A potem ich szemranie i szlochy wezbrały nagle jak woda powodzi, nieszczęśni brańcy zaczęli błagać, krzyczeć, złorzeczyć, z każdym krokiem szarpać się coraz rozpaczliwiej na sznurze. Nie wiedziałem, co ich tak przeraziło, ale wydało mi się, że za chwilę komuś uda się uwolnić głowę albo po prostu rozciągnie pętlę i być może rozbiegną się we wszystkie strony, a wtedy pojawi się sposobność ucieczki. Namacałem nóż pod pasem, lecz nie zdążyłem spróbować niczego więcej. Dowódca chwycił sznur, uwiązał go do siodła swojego konia i klepnął zwierzę w zad, wykrzykując jakiś rozkaz. Wierzchowiec ruszył pod górę żwawym, miarowym krokiem, pociągając jeńców, pętle zacisnęły się i pobiegliśmy rozpaczliwym truchtem za Czyniącym. Krzyki zamieniły się w charkot, jeńcy zaczęli się przewracać i wtedy pozostali stawiali ich na nogi, po czym padali kolejni. Sam, mając związane ręce, padałem bardzo często i pętla zaciskała mi się na szyi, a wtedy ktoś chwytał mnie za ubranie i podnosił szarpnięciem.

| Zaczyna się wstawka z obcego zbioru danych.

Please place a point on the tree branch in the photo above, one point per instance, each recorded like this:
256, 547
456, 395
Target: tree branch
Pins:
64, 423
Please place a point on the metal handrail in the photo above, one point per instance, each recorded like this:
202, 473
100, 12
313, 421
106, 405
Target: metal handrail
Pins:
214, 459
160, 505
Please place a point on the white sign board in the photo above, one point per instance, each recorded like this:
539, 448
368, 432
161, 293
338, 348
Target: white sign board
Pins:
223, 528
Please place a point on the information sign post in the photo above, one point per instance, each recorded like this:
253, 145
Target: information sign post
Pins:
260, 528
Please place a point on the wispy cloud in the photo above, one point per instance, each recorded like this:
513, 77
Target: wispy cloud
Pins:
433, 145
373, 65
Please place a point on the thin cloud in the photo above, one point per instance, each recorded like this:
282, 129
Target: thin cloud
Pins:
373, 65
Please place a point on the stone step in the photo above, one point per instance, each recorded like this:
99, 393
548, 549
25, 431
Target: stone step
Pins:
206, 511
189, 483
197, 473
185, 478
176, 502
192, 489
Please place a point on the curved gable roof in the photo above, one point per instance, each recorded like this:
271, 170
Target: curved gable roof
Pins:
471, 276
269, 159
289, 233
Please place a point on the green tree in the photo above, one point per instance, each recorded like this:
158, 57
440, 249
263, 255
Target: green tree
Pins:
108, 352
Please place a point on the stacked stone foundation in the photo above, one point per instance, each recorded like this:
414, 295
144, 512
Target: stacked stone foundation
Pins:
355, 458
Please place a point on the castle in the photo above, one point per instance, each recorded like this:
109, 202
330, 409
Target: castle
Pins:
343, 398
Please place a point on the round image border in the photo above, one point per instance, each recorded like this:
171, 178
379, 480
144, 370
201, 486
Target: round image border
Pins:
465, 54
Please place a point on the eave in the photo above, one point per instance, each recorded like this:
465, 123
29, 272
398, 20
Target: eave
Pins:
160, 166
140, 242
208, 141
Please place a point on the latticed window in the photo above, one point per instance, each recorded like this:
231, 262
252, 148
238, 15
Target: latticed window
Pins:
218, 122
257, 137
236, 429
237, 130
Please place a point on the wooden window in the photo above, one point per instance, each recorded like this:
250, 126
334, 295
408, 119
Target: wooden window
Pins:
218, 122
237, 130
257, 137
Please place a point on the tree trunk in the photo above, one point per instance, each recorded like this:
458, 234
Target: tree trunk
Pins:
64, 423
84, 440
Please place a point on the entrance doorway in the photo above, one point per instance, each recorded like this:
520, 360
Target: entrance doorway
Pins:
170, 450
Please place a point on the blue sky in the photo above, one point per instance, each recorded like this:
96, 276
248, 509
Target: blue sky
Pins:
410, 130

Przesmyk, poza tym że przypominał drapieżną paszczę, sam w sobie nie wyglądał szczególnie groźnie i nie rozumiałem, o co chodziło moim towarzyszom niedoli. Za nim ciągnął się posępny płaskowyż otoczony skałami sterczącymi w niebo jak odłamki stłuczonego dzbana albo dziwaczna korona, a pośrodku wznosiła się góra o tępym wierzchołku. Prócz tego wszędzie było mnóstwo skał i sączył się cuchnący opar. Blady i gęsty snuł się wstęgami przy ziemi, roztaczając zgniły, siarkowy odór.

Miejsce wyglądało ponuro i trochę przerażająco, ale jeńcy byli aż sini ze strachu i dygotali na całym ciele. Poczułem się nieswojo, bo dobrze już wiedziałem, że ludzie z Wybrzeża nie boją się byle czego. Widywałem, jak bez trwogi stawali w kilku przeciwko wielu albo podnosili broń na jaskiniowe niedźwiedzie i skalne wilki. Właściwie tylko jeden raz widziałem ich w takiej trwodze - było to w domu Smildrun Lśniącej Rosą, kiedy nadeszła zimna mgła i wokół osady zaczęły krążyć roiho. Pomyślałem więc, że miejsce, do którego nas zawlekli, to pewnie uroczysko.

Ruszyliśmy w stronę ściętego wzgórza, wbijającego się w szare niebo poznaczone mknącymi przed siebie ciemnymi obłokami. Wśród śniegu, kamieni i skalnych ścian czasem widziałem jakiś ruch, dostrzegalny tylko kątem oka. Jednak kiedy spoglądałem tam uważniej, nie mogłem nic wypatrzyć. Jedynie skały, śnieg, cienie i snujące się przy ziemi wstęgi oparu.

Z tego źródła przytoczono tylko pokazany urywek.